Les forêts tropicales cachent parfois des surprises qui bouleversent nos idées reçues. Derrière leurs crocs acérés et leur envergure impressionnante, certaines chauves-souris carnivores mènent en réalité une vie sociale riche et empreinte d'affection.
Peu étudiée jusqu'ici en raison de son mode de vie nocturne, la chauve-souris javelot (Vampyrum spectrum, aussi appelée Faux-vampire de Linné) intrigue désormais les chercheurs. Loin de l'image solitaire qu'on lui prêtait, elle révèle des comportements de coopération et de tendresse inattendus, désormais documentés grâce à une étude menée au Costa Rica et publiée dans PLOS ONE.
Perchoir avec quatre individus (vraisemblablement un mâle, une femelle et deux petits).
Des observations inédites au cœur de la forêt
Dans un tronc creux de la forêt de Guanacaste, une famille composée de deux adultes et de deux jeunes a été suivie pendant trois mois à l'aide d'une camérainfrarouge. Les chercheurs ont enregistré 502 séquences dont 73 ont révélé des interactions sociales variées. Ces images ont permis de recenser huit types de comportements, allant du jeu au partage de nourriture.
Le toilettage mutuel, les vocalisations douces et les gestes d'accueil marquaient la vie quotidienne du groupe. Chaque retour de chasse donnait lieu à une salutation où les ailes s'entremêlaient. Ces contacts fréquents participent à l'entretien des liens familiaux et renforcent la cohésion du groupe.
Les moments de repos offraient la scène la plus surprenante: les animaux s'endormaient en boule compacte, museau contre museau, chaque individu enveloppant son voisin d'une aile. Cette organisation, décrite comme une "boule de câlins", traduit un attachement émotionnel rarement documenté chez les mammifères carnivores.

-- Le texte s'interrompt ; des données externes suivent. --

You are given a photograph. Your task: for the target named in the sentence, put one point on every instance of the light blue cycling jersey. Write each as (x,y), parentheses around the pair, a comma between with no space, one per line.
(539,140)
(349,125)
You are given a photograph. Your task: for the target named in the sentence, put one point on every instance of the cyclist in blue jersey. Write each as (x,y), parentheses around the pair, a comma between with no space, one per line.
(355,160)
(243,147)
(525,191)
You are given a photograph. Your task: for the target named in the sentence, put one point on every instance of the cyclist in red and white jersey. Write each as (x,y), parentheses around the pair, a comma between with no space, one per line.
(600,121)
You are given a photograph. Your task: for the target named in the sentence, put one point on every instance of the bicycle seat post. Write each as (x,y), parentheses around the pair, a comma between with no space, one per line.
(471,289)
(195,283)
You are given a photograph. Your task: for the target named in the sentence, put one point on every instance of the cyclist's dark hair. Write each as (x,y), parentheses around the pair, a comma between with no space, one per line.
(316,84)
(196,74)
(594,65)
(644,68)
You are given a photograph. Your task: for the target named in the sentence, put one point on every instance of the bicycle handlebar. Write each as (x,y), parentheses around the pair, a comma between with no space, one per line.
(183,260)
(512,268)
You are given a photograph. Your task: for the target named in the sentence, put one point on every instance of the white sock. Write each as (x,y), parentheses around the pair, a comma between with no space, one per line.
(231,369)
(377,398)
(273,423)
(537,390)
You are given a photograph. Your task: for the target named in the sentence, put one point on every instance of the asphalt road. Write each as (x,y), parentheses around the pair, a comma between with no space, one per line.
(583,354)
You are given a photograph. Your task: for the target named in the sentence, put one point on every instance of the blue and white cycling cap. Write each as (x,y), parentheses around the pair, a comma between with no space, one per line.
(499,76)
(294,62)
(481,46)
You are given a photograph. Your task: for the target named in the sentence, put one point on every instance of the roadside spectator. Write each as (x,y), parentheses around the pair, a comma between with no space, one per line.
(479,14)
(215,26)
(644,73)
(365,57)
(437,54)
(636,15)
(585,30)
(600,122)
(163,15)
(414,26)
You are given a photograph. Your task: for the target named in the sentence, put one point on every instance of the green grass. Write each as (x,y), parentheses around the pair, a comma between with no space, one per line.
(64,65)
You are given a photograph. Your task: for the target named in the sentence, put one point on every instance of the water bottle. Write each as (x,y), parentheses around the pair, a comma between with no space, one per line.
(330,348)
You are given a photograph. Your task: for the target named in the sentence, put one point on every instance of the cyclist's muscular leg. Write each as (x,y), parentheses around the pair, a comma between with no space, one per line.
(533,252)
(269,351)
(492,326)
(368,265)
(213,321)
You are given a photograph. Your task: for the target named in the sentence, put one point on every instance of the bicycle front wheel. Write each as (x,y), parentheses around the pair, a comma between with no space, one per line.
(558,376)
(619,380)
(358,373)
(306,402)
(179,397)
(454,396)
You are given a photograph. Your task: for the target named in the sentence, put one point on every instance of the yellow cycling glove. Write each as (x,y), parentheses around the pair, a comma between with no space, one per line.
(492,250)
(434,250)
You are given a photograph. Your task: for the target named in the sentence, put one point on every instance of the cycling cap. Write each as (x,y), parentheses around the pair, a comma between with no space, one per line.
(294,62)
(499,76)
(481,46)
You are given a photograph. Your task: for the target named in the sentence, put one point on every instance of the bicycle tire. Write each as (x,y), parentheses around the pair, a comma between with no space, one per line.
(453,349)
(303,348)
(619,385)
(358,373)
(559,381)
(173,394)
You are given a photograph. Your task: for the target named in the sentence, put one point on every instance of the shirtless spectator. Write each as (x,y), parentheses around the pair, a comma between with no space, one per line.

A: Illustration du comportement de salutation ; B: Illustration du comportement de fourniture de proies. Crédit illustration: Paulo C. Ditzel.
Une coopération parentale inhabituelle
Les vidéos ont montré des adultes rapportant des proies et les offrant à d'autres membres du groupe. Ce partage de nourriture facilitait le sevrage des jeunes et les aidait à apprendre à manipuler leurs futures proies. La femelle allaitante recevait également des morceaux de viande apportés par son partenaire.
La présence simultanée de deux jeunes d'âges différents a confirmé un investissement parental prolongé. Les adultes demeuraient auprès de leurs petits bien plus longtemps que ce que l'on pensait pour cette espèce. Cette continuité souligne une stratégie d'éducation patiente et coordonnée.
La coopération entre mâle et femme, associée à une organisation monogame, rapproche cette chauve-souris de comportements plus fréquents chez les oiseaux que chez les mammifères carnivores. Ce mode de vie remet en question l'idée de prédateurs entièrement solitaires et asociaux.